Дай Вам Бог здоровья, да побольше бы издавались Ваши книги, такие книги, как у Вас, – редкость.

С уважением,

Ваш читатель А. Етоев (далее адрес – мой)».

Сегодня я бы такого не написал.

И мне такое бы написали, я точно бы не ответил.

Как Коваль не ответил мне.

Мой выбор

Этим летом (2017) совершенно случайно застал по радио краешек передачи. Её тема: какая книга (книги) перевернула (перевернули) чью-либо жизнь. В основном говорили какую-то неинтересную муть, ведущие над слушателями откровенно подсмеивались (хотя сами, судя по разговорам, книг или вообще не читали, или читали плохо, или просто по-журналистски подстраивались под мнение слушателей). Поразила женщина, которая в детстве пережила смерть брата, потом нашла где-то на антресолях, среди баночной и тряпочной чепухи, книги Гюго, Золя, кого-то ещё из классиков и увлеклась чтением, чтобы отвлечься от смертных мыслей. И вот она говорит, что это была такая депрессия, эти книги так дурно на неё повлияли, что не дай бог кому-нибудь эти книги прочесть. И что она пришла к Богу, воцерковилась и теперь наконец узнала, что в мире есть одна книга – Библия, а все остальные – грех.

Это сильное откровение.

Но, подумал я, в Библии столько всего жестокого, что никакие Золя и Гюго с Библией и в сравнение не идут, кровь там льётся потоками, и, видимо, эта женщина прочла только Евангелие, и отсюда столь суровое у неё мнение.

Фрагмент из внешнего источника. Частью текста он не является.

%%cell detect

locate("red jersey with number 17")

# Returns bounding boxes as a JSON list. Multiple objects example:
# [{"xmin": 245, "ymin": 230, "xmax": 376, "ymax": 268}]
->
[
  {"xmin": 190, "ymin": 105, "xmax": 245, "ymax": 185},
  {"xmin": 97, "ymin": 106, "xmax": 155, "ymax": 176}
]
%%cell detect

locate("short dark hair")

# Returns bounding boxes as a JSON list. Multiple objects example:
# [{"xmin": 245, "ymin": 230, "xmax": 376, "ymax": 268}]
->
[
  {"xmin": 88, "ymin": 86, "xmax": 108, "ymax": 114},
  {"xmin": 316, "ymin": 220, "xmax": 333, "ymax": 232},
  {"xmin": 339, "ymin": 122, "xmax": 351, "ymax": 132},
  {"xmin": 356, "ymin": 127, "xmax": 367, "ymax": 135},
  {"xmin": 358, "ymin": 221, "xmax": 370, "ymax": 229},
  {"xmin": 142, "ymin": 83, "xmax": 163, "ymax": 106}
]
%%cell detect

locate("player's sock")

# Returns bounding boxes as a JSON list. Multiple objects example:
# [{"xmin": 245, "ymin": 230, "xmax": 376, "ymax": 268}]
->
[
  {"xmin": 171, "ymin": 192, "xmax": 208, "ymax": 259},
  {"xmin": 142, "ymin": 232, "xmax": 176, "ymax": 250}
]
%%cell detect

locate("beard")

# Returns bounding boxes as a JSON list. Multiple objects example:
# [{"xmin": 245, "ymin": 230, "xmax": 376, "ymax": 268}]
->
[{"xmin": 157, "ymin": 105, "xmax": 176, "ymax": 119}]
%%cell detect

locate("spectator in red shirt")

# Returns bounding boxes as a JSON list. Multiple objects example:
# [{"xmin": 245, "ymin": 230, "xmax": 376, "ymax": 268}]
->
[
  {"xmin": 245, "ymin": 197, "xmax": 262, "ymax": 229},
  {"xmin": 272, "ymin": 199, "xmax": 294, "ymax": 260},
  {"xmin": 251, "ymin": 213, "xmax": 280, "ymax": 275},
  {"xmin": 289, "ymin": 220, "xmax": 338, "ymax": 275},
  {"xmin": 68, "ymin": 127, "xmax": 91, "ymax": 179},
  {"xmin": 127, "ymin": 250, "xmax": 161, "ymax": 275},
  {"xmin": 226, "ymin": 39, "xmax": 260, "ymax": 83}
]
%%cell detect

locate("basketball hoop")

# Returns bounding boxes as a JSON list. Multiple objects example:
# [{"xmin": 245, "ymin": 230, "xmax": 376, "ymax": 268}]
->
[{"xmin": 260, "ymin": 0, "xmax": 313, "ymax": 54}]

И ещё подумал: а я? Какая такая книга осветила моё сознание и перевернула мою жизнь навсегда? Вроде не было одной такой книги. Яркие пятна – да. Но это практически то, что мне читали взрослые или сам я прочитал в детстве, – от русских народных сказок, «Приключений Чиполлино» (детский сад в Климовом переулке, читала воспитательница, Раиса Семёновна, добрая еврейская женщина), сказочной фантазии Сергея Сахарнова «Гак и Буртик в стране бездельников», Ефима Чеповецкого («Непоседа, Мякиш и Нетак»), Евгения Пермяка («Сказка о Терра-Ферра»), «Незнайки» Николая Носова, «Волшебника Изумрудного города» Александра Волкова до Жюля Верна и «Трёх мушкетёров» (первый – третий класс школы на углу Садовой и Лермонтовского, город был тогда Ленинград). Ещё – фантастика, литература мечты. Я читал её до 7-го класса. Что потом? Когда человеку уже шестнадцать, мысли его не о литературе. И не книга действует на выбор его пути.

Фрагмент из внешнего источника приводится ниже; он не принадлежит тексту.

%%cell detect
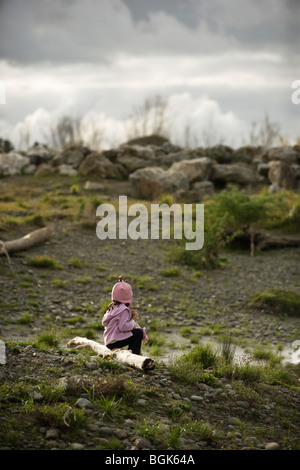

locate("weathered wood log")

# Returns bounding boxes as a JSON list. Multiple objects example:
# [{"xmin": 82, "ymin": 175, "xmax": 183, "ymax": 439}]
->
[
  {"xmin": 0, "ymin": 227, "xmax": 52, "ymax": 255},
  {"xmin": 67, "ymin": 336, "xmax": 155, "ymax": 370}
]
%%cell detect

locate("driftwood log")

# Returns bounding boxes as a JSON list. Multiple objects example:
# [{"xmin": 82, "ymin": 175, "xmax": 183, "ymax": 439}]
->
[
  {"xmin": 0, "ymin": 227, "xmax": 52, "ymax": 256},
  {"xmin": 67, "ymin": 336, "xmax": 155, "ymax": 370}
]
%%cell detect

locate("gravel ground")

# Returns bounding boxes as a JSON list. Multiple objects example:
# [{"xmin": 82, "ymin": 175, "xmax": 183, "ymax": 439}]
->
[{"xmin": 0, "ymin": 174, "xmax": 300, "ymax": 450}]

Короче, не было у меня ни книг, ни книги, которые вывернули бы меня наизнанку, дали бы мне Дантову виту нову, сделали другим человеком. Были книги, много книг, книги разные, но чтобы какая-нибудь одна…

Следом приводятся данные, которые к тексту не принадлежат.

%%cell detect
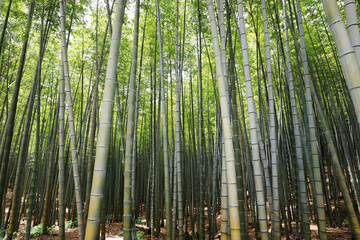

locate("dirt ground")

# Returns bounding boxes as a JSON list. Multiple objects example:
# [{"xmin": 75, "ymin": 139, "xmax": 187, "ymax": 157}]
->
[{"xmin": 12, "ymin": 220, "xmax": 352, "ymax": 240}]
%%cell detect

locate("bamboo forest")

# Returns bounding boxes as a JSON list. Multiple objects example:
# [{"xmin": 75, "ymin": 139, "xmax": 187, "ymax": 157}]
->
[{"xmin": 0, "ymin": 0, "xmax": 360, "ymax": 240}]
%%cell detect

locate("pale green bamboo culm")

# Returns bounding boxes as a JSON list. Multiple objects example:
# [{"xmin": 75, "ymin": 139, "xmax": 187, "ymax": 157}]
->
[
  {"xmin": 207, "ymin": 0, "xmax": 241, "ymax": 239},
  {"xmin": 123, "ymin": 0, "xmax": 140, "ymax": 240},
  {"xmin": 296, "ymin": 0, "xmax": 327, "ymax": 237},
  {"xmin": 85, "ymin": 0, "xmax": 126, "ymax": 237},
  {"xmin": 310, "ymin": 83, "xmax": 360, "ymax": 240},
  {"xmin": 156, "ymin": 0, "xmax": 172, "ymax": 240},
  {"xmin": 60, "ymin": 0, "xmax": 85, "ymax": 240},
  {"xmin": 261, "ymin": 0, "xmax": 281, "ymax": 240},
  {"xmin": 322, "ymin": 0, "xmax": 360, "ymax": 125},
  {"xmin": 237, "ymin": 0, "xmax": 269, "ymax": 240}
]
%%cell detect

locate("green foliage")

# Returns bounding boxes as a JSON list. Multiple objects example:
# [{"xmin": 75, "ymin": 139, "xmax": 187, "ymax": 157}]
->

И вдруг я вспомнил: есть такая книга! А как же! Есть! Есть!

«Чистый Дор» Юрия Коваля.

В конце 1980-х годов (Коваля я ещё не знал) я познакомился с одной очень скромной девушкой, она тогда кончала филфак, была ученицей профессора Никиты Александровича Мещерского (его «„История Иудейской войны“ Иосифа Флавия в древнерусском переводе» была в моей домашней библиотеке). Однажды я оказался у неё дома, это было в новостройках, Ульянке кажется, мой визит связан был с книгами, ничего личного, и она в разговоре спросила меня о Юрии Ковале. Знаю ли я такого писателя? Я не знал. Она тогда удивилась очень и дала мне прочитать «Чистый Дор». Думаю, девушка хотела, чтобы я влюбился в неё, но она сделала неправильный ход. Ей я предпочёл Коваля, и думаю, что выбор был верный.

Действительно, ну как не влюбиться в старушку Пантелеевну с её потерянным и найденным в кустах топором; в дядю Зуя, обитателя старой баньки на излучине реки Ялмы; в дяди-Зуеву Нюрку; в пеньки на поле за деревней, которые дёргали-дёргали, и получился дор; в стожок и в трусоватого медведя в этом зимнем стожке; в лесовика с бородою синей, а по ней пятнышки, того самого, что в магазин ходит сахар покупать; даже в топор, блеснувший глубинной рыбой, про который упомянуто где-то выше, – как в него не влюбиться тоже?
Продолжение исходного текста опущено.